FBI declines to provide House chairman with document he claims will implicate Biden in 'criminal scheme' thumbnail

The FBI on Wednesday rejected a request from House Oversight Committee Chairman James Comer to provide access to sensitive law enforcement materials that some congressional Republicans insist will reveal criminal activity involving Joe Biden from when he was vice president.

Comer, R-Ky., along with Sen. Chuck Grassley, R-Iowa, had initially requested the materials in a letter May 3 to the FBI, citing what they called “highly credible unclassified whistleblower disclosures” about an unclassified document detailing “an alleged criminal scheme involving then-Vice President Biden and a foreign national relating to the exchange of money for policy decisions.”

In his subpoena, Comer demanded that the FBI produce what are known as FD-1023 forms — records of interactions with confidential sources — created or modified in June 2020 including the word “Biden,” along with any accompanying attachments or other documents.

The FBI responded in a letter Wednesday, with Christopher Dunham, the acting assistant director for congressional affairs, saying that while the FBI was committed to “beginning the constitutionally mandated accommodation process,” it was also bound by Justice Department policy, which “strictly limits when and how confidential human source information can be provided outside of the FBI.”

“Often, even confirming the fact of the existence (or nonexistence) of an investigation or a particular piece of investigative information can risk these serious harms,” Dunham wrote, adding that it was “standard practice” for law enforcement agencies to decline to confirm or deny such facts.

Comer blasted the FBI’s response.

“It’s clear from the FBI’s response that the unclassified record the Oversight Committee subpoenaed exists, but they are refusing to provide it to the Committee,” he said in a statement. “We’ve asked the FBI to not only provide this record, but to also inform us what it did to investigate these allegations.

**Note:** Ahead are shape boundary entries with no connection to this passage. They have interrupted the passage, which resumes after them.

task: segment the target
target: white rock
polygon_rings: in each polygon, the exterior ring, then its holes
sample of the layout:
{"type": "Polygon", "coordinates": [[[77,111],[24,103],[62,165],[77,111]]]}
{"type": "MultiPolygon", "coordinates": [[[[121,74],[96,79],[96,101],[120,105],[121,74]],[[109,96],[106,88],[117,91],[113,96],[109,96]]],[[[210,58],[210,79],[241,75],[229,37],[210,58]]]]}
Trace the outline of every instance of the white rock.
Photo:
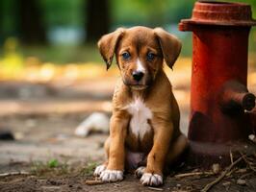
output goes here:
{"type": "Polygon", "coordinates": [[[93,112],[86,118],[75,130],[75,134],[86,137],[90,132],[109,132],[109,117],[102,112],[93,112]]]}

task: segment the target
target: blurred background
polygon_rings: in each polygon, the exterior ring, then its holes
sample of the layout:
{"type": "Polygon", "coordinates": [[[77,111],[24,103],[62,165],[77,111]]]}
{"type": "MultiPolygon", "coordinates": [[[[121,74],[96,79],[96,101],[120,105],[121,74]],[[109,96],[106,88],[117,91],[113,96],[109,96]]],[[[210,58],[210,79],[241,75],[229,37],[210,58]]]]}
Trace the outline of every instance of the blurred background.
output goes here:
{"type": "MultiPolygon", "coordinates": [[[[74,136],[74,130],[95,111],[111,115],[118,71],[115,64],[106,71],[96,42],[117,27],[163,27],[182,40],[174,70],[166,71],[181,108],[182,131],[187,133],[192,34],[179,32],[177,25],[191,17],[194,2],[1,0],[0,131],[11,132],[15,142],[1,143],[0,163],[55,155],[103,156],[106,134],[91,135],[85,142],[74,136]]],[[[240,2],[249,3],[256,18],[256,1],[240,2]]],[[[256,30],[252,29],[248,85],[254,93],[255,68],[256,30]]]]}

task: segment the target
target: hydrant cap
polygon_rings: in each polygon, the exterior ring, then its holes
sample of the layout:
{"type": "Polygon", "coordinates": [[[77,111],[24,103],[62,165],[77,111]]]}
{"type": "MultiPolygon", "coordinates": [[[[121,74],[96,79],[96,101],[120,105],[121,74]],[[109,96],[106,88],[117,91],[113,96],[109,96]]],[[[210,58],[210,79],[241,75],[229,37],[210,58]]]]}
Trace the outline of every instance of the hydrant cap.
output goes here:
{"type": "Polygon", "coordinates": [[[191,31],[192,25],[255,26],[256,20],[251,15],[248,4],[198,1],[194,4],[192,18],[182,19],[179,29],[191,31]]]}

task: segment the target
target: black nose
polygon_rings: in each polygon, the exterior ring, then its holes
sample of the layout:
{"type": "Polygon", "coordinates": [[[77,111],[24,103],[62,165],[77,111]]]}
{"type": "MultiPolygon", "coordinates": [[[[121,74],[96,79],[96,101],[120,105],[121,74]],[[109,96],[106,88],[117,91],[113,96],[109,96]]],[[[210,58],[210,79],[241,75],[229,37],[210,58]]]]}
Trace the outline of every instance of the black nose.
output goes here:
{"type": "Polygon", "coordinates": [[[144,73],[141,71],[134,71],[133,72],[133,78],[136,82],[140,82],[143,76],[144,76],[144,73]]]}

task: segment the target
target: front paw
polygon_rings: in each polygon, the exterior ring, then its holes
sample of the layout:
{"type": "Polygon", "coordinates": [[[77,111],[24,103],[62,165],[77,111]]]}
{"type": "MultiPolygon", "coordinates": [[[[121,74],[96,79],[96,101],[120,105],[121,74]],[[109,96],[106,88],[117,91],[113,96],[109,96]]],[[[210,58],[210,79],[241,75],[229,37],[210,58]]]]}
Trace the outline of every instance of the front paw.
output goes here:
{"type": "Polygon", "coordinates": [[[93,176],[99,177],[101,175],[101,173],[106,170],[106,168],[107,168],[107,166],[104,164],[97,166],[94,173],[93,173],[93,176]]]}
{"type": "Polygon", "coordinates": [[[144,173],[141,178],[141,182],[143,185],[159,186],[163,184],[163,177],[158,174],[144,173]]]}
{"type": "Polygon", "coordinates": [[[119,170],[105,170],[100,174],[100,180],[103,181],[114,182],[123,180],[123,171],[119,170]]]}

The FBI has failed to do both.”

Grassley, meanwhile, insisted that the FBI’s “offer to provide an accommodation process in response to our legitimate request indicates the document is real.”

Reached for comment, an FBI spokesperson said the report requested by Comer’s committee “is used by FBI agents to record unverified reporting by a confidential human source.”

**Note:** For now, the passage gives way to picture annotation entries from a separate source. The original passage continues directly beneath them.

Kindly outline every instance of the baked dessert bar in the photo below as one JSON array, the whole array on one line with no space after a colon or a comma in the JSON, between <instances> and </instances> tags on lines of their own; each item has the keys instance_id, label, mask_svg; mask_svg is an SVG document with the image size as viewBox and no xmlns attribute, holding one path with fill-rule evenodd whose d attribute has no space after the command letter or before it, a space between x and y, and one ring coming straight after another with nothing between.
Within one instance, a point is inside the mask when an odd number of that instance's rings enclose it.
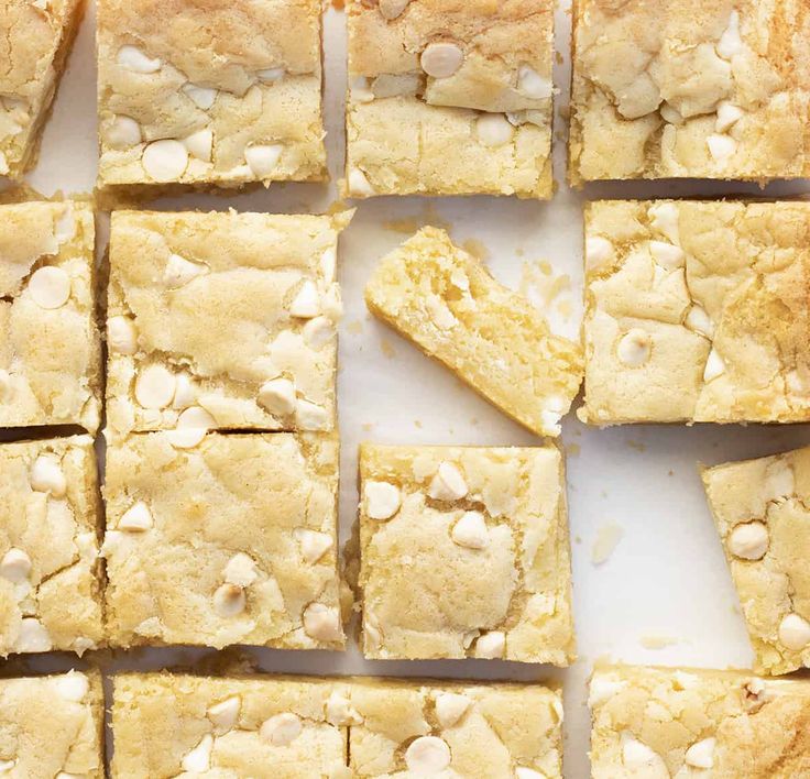
<instances>
[{"instance_id":1,"label":"baked dessert bar","mask_svg":"<svg viewBox=\"0 0 810 779\"><path fill-rule=\"evenodd\" d=\"M810 204L585 209L595 425L810 420Z\"/></svg>"},{"instance_id":2,"label":"baked dessert bar","mask_svg":"<svg viewBox=\"0 0 810 779\"><path fill-rule=\"evenodd\" d=\"M0 680L0 771L103 779L105 701L97 671Z\"/></svg>"},{"instance_id":3,"label":"baked dessert bar","mask_svg":"<svg viewBox=\"0 0 810 779\"><path fill-rule=\"evenodd\" d=\"M569 177L810 172L802 0L576 0Z\"/></svg>"},{"instance_id":4,"label":"baked dessert bar","mask_svg":"<svg viewBox=\"0 0 810 779\"><path fill-rule=\"evenodd\" d=\"M325 180L318 0L99 0L99 185Z\"/></svg>"},{"instance_id":5,"label":"baked dessert bar","mask_svg":"<svg viewBox=\"0 0 810 779\"><path fill-rule=\"evenodd\" d=\"M0 428L98 428L94 250L85 204L0 206Z\"/></svg>"},{"instance_id":6,"label":"baked dessert bar","mask_svg":"<svg viewBox=\"0 0 810 779\"><path fill-rule=\"evenodd\" d=\"M605 666L591 678L592 779L796 779L810 771L810 682Z\"/></svg>"},{"instance_id":7,"label":"baked dessert bar","mask_svg":"<svg viewBox=\"0 0 810 779\"><path fill-rule=\"evenodd\" d=\"M538 436L558 436L582 382L582 349L540 312L424 228L383 259L365 287L374 316Z\"/></svg>"},{"instance_id":8,"label":"baked dessert bar","mask_svg":"<svg viewBox=\"0 0 810 779\"><path fill-rule=\"evenodd\" d=\"M810 449L703 470L762 673L810 667Z\"/></svg>"},{"instance_id":9,"label":"baked dessert bar","mask_svg":"<svg viewBox=\"0 0 810 779\"><path fill-rule=\"evenodd\" d=\"M348 0L347 17L348 195L551 197L550 0Z\"/></svg>"},{"instance_id":10,"label":"baked dessert bar","mask_svg":"<svg viewBox=\"0 0 810 779\"><path fill-rule=\"evenodd\" d=\"M84 0L0 0L0 176L36 161Z\"/></svg>"},{"instance_id":11,"label":"baked dessert bar","mask_svg":"<svg viewBox=\"0 0 810 779\"><path fill-rule=\"evenodd\" d=\"M89 436L0 443L0 655L103 643Z\"/></svg>"},{"instance_id":12,"label":"baked dessert bar","mask_svg":"<svg viewBox=\"0 0 810 779\"><path fill-rule=\"evenodd\" d=\"M360 447L369 658L574 660L557 447Z\"/></svg>"},{"instance_id":13,"label":"baked dessert bar","mask_svg":"<svg viewBox=\"0 0 810 779\"><path fill-rule=\"evenodd\" d=\"M114 212L110 435L332 429L337 242L349 219Z\"/></svg>"},{"instance_id":14,"label":"baked dessert bar","mask_svg":"<svg viewBox=\"0 0 810 779\"><path fill-rule=\"evenodd\" d=\"M337 494L336 435L108 447L111 644L342 649Z\"/></svg>"}]
</instances>

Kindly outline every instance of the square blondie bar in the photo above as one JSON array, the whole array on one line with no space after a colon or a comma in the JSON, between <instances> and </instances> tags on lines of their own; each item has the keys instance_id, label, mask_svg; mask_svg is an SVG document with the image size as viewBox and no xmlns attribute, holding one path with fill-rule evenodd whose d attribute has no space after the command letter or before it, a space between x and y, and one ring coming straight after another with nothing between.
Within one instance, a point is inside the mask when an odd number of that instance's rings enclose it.
<instances>
[{"instance_id":1,"label":"square blondie bar","mask_svg":"<svg viewBox=\"0 0 810 779\"><path fill-rule=\"evenodd\" d=\"M550 0L348 0L347 15L351 197L551 197Z\"/></svg>"},{"instance_id":2,"label":"square blondie bar","mask_svg":"<svg viewBox=\"0 0 810 779\"><path fill-rule=\"evenodd\" d=\"M745 671L604 666L591 678L592 779L797 779L810 682Z\"/></svg>"},{"instance_id":3,"label":"square blondie bar","mask_svg":"<svg viewBox=\"0 0 810 779\"><path fill-rule=\"evenodd\" d=\"M371 312L538 436L558 436L582 382L582 348L496 282L450 237L424 228L383 259Z\"/></svg>"},{"instance_id":4,"label":"square blondie bar","mask_svg":"<svg viewBox=\"0 0 810 779\"><path fill-rule=\"evenodd\" d=\"M810 420L810 204L585 209L583 421Z\"/></svg>"},{"instance_id":5,"label":"square blondie bar","mask_svg":"<svg viewBox=\"0 0 810 779\"><path fill-rule=\"evenodd\" d=\"M318 0L100 0L101 187L324 180Z\"/></svg>"},{"instance_id":6,"label":"square blondie bar","mask_svg":"<svg viewBox=\"0 0 810 779\"><path fill-rule=\"evenodd\" d=\"M0 0L0 176L36 161L84 0Z\"/></svg>"},{"instance_id":7,"label":"square blondie bar","mask_svg":"<svg viewBox=\"0 0 810 779\"><path fill-rule=\"evenodd\" d=\"M332 429L349 219L114 212L110 434Z\"/></svg>"},{"instance_id":8,"label":"square blondie bar","mask_svg":"<svg viewBox=\"0 0 810 779\"><path fill-rule=\"evenodd\" d=\"M98 428L94 251L88 205L0 206L0 428Z\"/></svg>"},{"instance_id":9,"label":"square blondie bar","mask_svg":"<svg viewBox=\"0 0 810 779\"><path fill-rule=\"evenodd\" d=\"M112 645L343 648L337 436L134 435L103 492Z\"/></svg>"},{"instance_id":10,"label":"square blondie bar","mask_svg":"<svg viewBox=\"0 0 810 779\"><path fill-rule=\"evenodd\" d=\"M362 649L384 659L574 659L562 456L360 448Z\"/></svg>"},{"instance_id":11,"label":"square blondie bar","mask_svg":"<svg viewBox=\"0 0 810 779\"><path fill-rule=\"evenodd\" d=\"M810 449L702 476L757 669L810 668Z\"/></svg>"},{"instance_id":12,"label":"square blondie bar","mask_svg":"<svg viewBox=\"0 0 810 779\"><path fill-rule=\"evenodd\" d=\"M103 644L89 436L0 443L0 655Z\"/></svg>"},{"instance_id":13,"label":"square blondie bar","mask_svg":"<svg viewBox=\"0 0 810 779\"><path fill-rule=\"evenodd\" d=\"M576 0L569 178L810 172L802 0Z\"/></svg>"}]
</instances>

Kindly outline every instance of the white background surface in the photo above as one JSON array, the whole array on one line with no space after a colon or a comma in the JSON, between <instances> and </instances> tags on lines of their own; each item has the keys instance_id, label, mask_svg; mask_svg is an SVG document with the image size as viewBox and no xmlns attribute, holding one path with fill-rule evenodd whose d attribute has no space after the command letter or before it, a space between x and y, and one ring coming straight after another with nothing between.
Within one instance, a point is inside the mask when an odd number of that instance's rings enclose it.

“Documenting the information does not validate it, establish its credibility, or weigh it against other information verified by the FBI,” the spokesperson said in a statement, cautioning that providing such information could harm investigations and judicial proceedings and “unfairly violate privacy or reputations.”

Earlier Wednesday, Comer sent a 36-page memo to GOP members of the Oversight Committee that included limited details about the Biden family’s alleged business dealings with foreign nationals stemming from subpoenas to four banks.

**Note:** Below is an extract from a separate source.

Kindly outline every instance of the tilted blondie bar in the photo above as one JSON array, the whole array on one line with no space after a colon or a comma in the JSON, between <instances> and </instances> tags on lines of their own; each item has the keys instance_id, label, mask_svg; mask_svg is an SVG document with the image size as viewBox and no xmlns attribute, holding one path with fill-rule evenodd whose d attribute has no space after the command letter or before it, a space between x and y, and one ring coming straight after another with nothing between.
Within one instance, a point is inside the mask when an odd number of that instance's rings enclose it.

Reached for comment about Comer’s attempts to obtain FBI materials, the White House referred Wednesday night to a statement last week from Ian Sams, its spokesperson for oversight and investigations, which accused congressional Republicans of a yearslong effort at “lobbing unfounded, unproven, politically-motivated attacks against the President and his family without offering evidence for their claims or evidence of decisions influenced by anything other than U.S. interests.”